Supreme Court, Appellate Division, First Department, New York.
Tayshah Armstrong BROWN, Plaintiff–Appellant,
v.
MAT ENTERPRISES OF NY INC., et al., Defendants–Respondents.
July 3, 2012.
Seiden & Kaufman, Carle Place (Steven J. Seiden of counsel), for appellant.
Weiner, Millo, Morgan & Bonanno, LLC, New York (Douglas A. Gingold of counsel), for respondents.
GONZALEZ, P.J., ANDRIAS, SAXE, DeGRASSE, ROMÁN, JJ.
Order, Supreme Court, Bronx County (Betty Owen Stinson, J.), entered November 23, 2011, which granted defendants’ motion for summary judgment dismissing the complaint, unanimously reversed, on the law, without costs, and the motion denied.
Defendants established their prima facie entitlement to judgment as a matter of law in this action where plaintiff alleges that she suffered a miscarriage as a result of the subject motor vehicle accident.
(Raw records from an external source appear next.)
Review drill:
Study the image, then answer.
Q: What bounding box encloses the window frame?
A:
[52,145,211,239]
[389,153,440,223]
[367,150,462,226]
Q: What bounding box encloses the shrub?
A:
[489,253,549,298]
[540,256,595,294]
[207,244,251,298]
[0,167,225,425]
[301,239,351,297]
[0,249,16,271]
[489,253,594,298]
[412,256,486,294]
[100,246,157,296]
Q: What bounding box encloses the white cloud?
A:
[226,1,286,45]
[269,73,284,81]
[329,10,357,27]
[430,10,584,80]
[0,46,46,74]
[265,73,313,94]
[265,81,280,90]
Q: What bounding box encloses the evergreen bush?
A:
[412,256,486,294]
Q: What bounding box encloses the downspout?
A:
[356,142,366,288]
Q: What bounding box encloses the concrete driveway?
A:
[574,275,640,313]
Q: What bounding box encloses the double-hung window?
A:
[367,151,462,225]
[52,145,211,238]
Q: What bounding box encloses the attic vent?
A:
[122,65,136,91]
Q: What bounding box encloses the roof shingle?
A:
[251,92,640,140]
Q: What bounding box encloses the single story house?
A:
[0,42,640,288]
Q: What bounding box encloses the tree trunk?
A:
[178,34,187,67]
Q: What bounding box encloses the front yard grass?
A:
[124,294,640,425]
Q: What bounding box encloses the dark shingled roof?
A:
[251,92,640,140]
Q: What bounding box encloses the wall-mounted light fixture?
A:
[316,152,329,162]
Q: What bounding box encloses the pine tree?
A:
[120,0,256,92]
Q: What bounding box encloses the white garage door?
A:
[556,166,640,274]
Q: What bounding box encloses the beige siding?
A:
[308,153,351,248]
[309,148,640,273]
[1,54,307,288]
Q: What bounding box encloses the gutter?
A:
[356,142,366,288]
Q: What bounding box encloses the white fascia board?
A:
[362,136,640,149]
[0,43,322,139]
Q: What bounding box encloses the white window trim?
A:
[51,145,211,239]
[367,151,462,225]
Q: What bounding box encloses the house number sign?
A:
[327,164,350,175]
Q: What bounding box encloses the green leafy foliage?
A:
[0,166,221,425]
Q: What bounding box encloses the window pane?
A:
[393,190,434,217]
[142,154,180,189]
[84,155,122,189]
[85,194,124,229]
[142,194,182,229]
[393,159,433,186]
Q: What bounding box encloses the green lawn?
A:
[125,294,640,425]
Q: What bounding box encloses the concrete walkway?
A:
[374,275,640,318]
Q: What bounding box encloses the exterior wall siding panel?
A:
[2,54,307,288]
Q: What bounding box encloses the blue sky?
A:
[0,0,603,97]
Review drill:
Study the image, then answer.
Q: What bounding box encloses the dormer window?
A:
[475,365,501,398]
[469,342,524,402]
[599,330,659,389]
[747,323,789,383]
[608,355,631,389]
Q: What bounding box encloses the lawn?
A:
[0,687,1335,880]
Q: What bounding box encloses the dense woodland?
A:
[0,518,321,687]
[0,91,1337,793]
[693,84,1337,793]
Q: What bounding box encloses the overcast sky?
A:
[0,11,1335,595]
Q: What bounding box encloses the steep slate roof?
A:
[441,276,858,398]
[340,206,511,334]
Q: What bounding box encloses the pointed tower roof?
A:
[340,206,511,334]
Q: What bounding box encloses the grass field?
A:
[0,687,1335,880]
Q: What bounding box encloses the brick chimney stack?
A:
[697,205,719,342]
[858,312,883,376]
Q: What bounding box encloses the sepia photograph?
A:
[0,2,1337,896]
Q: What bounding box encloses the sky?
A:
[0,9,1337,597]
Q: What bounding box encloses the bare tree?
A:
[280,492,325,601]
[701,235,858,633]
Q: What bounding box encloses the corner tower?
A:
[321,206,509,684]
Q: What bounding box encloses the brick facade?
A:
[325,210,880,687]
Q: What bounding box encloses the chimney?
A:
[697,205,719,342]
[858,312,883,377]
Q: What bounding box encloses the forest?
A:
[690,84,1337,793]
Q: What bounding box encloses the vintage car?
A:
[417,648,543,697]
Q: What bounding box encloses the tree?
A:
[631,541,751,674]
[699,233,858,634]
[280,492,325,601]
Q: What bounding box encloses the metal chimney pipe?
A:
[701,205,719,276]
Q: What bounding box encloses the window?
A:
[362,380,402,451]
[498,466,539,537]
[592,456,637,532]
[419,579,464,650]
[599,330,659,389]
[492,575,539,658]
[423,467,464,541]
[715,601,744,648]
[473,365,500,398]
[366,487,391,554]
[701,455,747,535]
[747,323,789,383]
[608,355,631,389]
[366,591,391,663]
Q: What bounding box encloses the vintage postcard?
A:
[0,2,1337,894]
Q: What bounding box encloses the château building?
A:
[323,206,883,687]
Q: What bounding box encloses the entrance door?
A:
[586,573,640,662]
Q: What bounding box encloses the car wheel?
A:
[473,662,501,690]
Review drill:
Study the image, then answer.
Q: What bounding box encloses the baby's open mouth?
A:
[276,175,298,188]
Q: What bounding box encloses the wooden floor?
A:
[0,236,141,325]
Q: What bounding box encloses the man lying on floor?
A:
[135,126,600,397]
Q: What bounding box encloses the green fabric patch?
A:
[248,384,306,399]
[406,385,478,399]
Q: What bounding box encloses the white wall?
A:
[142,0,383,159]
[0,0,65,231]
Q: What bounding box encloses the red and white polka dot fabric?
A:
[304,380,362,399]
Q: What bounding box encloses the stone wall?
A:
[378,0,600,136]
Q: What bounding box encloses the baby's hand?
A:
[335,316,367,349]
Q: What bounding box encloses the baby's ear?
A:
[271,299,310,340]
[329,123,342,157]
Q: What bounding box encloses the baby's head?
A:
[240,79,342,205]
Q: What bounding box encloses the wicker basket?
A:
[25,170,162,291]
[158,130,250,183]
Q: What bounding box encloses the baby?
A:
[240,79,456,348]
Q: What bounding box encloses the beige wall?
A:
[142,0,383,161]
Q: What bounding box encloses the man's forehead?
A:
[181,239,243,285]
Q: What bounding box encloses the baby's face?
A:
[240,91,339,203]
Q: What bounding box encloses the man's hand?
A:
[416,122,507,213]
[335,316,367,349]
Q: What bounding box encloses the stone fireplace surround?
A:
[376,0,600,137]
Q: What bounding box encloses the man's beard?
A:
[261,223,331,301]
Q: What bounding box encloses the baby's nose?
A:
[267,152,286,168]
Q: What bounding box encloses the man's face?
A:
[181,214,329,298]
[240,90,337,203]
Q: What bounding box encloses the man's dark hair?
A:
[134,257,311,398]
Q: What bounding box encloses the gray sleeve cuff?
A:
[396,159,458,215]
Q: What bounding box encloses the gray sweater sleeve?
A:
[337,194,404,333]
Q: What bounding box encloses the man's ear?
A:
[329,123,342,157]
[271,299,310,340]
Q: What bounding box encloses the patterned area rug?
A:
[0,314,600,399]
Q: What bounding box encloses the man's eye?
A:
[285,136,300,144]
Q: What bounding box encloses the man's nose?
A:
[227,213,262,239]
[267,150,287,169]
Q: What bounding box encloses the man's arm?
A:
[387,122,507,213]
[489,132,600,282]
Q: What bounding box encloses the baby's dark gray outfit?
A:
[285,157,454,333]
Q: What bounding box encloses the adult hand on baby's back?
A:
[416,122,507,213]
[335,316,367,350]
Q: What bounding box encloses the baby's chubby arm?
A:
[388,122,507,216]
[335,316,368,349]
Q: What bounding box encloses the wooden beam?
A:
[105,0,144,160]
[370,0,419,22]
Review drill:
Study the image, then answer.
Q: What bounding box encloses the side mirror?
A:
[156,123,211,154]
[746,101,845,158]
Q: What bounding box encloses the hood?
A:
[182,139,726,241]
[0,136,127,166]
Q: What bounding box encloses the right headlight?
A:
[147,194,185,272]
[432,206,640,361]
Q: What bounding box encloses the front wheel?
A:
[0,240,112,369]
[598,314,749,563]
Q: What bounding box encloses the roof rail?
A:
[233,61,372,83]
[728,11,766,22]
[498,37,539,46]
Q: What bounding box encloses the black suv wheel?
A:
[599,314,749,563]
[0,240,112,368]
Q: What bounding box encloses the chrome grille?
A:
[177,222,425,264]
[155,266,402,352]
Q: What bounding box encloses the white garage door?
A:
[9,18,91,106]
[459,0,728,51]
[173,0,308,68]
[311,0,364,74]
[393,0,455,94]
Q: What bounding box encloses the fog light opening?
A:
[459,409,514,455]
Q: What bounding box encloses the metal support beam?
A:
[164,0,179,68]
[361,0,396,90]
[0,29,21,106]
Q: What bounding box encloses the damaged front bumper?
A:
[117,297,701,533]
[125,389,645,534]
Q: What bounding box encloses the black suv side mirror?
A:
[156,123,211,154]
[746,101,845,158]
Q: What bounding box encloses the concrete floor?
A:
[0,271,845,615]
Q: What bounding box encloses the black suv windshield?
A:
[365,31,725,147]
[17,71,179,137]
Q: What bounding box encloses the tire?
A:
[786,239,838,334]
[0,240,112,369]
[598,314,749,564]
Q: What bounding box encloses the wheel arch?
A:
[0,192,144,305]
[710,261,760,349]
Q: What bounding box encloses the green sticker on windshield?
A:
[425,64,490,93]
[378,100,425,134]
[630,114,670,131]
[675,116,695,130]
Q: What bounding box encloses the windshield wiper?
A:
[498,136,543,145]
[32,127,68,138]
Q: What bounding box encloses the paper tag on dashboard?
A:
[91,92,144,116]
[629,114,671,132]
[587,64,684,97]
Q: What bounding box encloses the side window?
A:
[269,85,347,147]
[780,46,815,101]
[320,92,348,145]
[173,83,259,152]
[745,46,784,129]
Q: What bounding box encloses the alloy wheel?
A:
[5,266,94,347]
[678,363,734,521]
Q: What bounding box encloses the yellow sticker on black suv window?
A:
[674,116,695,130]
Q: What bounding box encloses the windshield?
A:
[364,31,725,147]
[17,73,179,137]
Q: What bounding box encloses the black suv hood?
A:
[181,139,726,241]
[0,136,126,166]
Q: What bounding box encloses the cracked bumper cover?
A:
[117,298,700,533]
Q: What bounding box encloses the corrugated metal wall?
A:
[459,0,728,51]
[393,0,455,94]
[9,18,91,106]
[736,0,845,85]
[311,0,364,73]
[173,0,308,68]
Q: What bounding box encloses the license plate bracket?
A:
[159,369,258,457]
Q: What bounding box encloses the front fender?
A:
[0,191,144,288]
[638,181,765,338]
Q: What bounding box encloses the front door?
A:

Defendants submitted the report of their expert, who reviewed plaintiff’s medical records and concluded that the accident did not cause plaintiff to lose the fetus. The expert noted the two-week delay between the accident and the loss of the fetus, and the fact that in the intervening time, both plaintiff and the fetus had normal examinations (see generally Franchini v. Palmieri, 1 N.Y.3d 536, 537, 775 N.Y.S.2d 232, 807 N.E.2d 282 [2003] ).
In opposition, plaintiff raised a triable issue of fact. Her treating obstetrician found that the accident caused her to lose the fetus, and that her prior pregnancies, births and abortions did not play a role in the miscarriage (see Pisani v. First Class Car & Limousine Serv. Corp., 82 A.D.3d 596, 597, 920 N.Y.S.2d 32 [2011]; Tsamos v. Diaz, 81 A.D.3d 546, 917 N.Y.S.2d 180 [2011] ). Given the conflicting evidence in the medical records, the matter should be resolved by the trier of fact.